By running NVMe-oF over a standard Ethernet LAN using TCP/IP its deployment and acquisition costs would be reduced.
NVMe is the protocol used to connect direct-attached storage, typically SSDs, to a host server’s PCIe bus. This is much faster, at say 120-150µs, than using a drive access protocol such as SATA or SAS. An NVMe explainer can be found here.
NVMe over Fabrics (NVME-oF) extends the NVMe protocol to shared, external arrays using a network transport such as lossless Ethernet, with ROCE, and InfiniBand, with iWARP.
Both are expensive and fast, with remote direct memory access speeds; think 100-120µs latency. Running NVMe-oF across a TCP/IP transport adds 80 – 100 microseconds of latency compared to ROCE and iWARP, but the net result is much faster than iSCSI or Fibre Channel access to an external array; think <200µs compared to >100,000µs.
Lightbits Labs system
Lightbits maps the many parallel NVMe I/O queues to many parallel TCP/IP connections. It envisages NVMe-over TCP as the NVMe migration path for iSCSI.
The Lightbits pitch is that you don’t need a separate Fibre Channel SAN access infrastructure. Instead, consolidate storage networking with everyday data centre Ethernet LAN infrastructure, and gain the cost and manageability benefits. Carry on using your everyday Ethernet NICs, for example.
Our diagram of the Lightbits Labs system
In its scheme, storage accessing servers direct their requests to an external array of commodity rack servers which run the LightOS and are fitted with NVMe SSDs. The SSD capacity is thinly provisioned and managed as an entity, with garbage collection, for example, run as a system-level task and not at drive-level. Random write accesses are managed to minimally affect SSD endurance.
Lightbits says the NVMe/TCP Linux drivers are a natural match for the Linux kernel and use the standard Linux networking stack and NICs without modification. The technology can scale to tens of thousands of nodes and is suitable for hyperscale data centres, the company says.

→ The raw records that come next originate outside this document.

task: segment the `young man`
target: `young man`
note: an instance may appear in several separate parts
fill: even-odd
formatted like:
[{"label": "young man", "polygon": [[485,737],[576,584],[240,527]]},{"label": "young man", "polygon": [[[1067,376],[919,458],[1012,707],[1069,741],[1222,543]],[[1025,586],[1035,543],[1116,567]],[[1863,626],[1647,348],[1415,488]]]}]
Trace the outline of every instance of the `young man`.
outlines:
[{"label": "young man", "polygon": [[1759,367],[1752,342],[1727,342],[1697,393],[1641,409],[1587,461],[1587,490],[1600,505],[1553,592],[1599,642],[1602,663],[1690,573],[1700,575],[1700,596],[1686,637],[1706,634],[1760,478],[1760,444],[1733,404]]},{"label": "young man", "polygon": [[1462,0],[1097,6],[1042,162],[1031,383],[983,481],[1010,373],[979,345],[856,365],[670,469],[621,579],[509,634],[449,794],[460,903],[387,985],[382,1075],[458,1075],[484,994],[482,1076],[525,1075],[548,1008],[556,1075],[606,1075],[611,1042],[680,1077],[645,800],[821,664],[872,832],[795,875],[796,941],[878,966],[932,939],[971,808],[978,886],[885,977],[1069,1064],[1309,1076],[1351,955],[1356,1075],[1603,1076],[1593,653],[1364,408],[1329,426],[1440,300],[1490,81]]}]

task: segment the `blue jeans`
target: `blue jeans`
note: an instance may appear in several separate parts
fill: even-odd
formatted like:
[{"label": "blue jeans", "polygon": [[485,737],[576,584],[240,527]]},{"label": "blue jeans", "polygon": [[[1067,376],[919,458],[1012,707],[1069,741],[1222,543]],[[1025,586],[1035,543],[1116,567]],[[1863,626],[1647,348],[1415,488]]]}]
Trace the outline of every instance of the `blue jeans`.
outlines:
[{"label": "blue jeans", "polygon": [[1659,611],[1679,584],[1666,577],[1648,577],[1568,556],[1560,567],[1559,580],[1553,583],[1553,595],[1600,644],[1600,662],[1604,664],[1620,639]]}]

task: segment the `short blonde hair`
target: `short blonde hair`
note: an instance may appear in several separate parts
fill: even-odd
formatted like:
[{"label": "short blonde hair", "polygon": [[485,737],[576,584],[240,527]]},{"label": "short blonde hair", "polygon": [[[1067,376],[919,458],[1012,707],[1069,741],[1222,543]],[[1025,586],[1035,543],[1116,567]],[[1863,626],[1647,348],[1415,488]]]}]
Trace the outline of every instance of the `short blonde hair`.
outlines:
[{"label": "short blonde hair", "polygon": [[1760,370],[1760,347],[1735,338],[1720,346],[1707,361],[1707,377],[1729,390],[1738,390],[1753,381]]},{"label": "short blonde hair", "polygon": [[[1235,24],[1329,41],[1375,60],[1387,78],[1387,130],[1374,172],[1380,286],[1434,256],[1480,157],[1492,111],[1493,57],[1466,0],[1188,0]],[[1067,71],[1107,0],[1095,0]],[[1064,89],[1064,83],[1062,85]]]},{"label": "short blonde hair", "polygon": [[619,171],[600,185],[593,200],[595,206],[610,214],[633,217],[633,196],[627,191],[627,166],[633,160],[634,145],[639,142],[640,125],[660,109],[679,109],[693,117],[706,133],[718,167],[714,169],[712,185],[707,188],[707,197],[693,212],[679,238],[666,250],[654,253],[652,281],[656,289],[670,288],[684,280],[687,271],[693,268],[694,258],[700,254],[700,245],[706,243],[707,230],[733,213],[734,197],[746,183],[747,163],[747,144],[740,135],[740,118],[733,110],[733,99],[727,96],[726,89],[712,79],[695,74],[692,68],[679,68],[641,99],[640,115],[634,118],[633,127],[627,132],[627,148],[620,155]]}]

Lightbits pushes access consistency with its technology, claiming reduced tail latency of up to 50 per cent compared to direct-attached storage. It uses unspecified hardware acceleration and system-level management to double SSD utilisation.
The white paper notes: “The LightOS architecture tightly couples many algorithms together in order to optimise performance and flash utilisation. This includes tightly coupling the data protection algorithms with a hardware-accelerated solution for data services.”
And it summarises: “Lightbits incorporates high-performance data protection schemes that work together with the hardware-accelerated solution for data services ad read and write algorithms.”
It adds: “a hardware-accelerated solution for data services that operates at full wire-speed with no performance impact.”
Hardware acceleration in the data path seems important here, and we note co-founder Ziv Tishel is director of VLSI/FPGA activities at Lightbits. This suggests that LightOS servers are fitted with Lightbits’ proprietary VLSI or FPGA technology.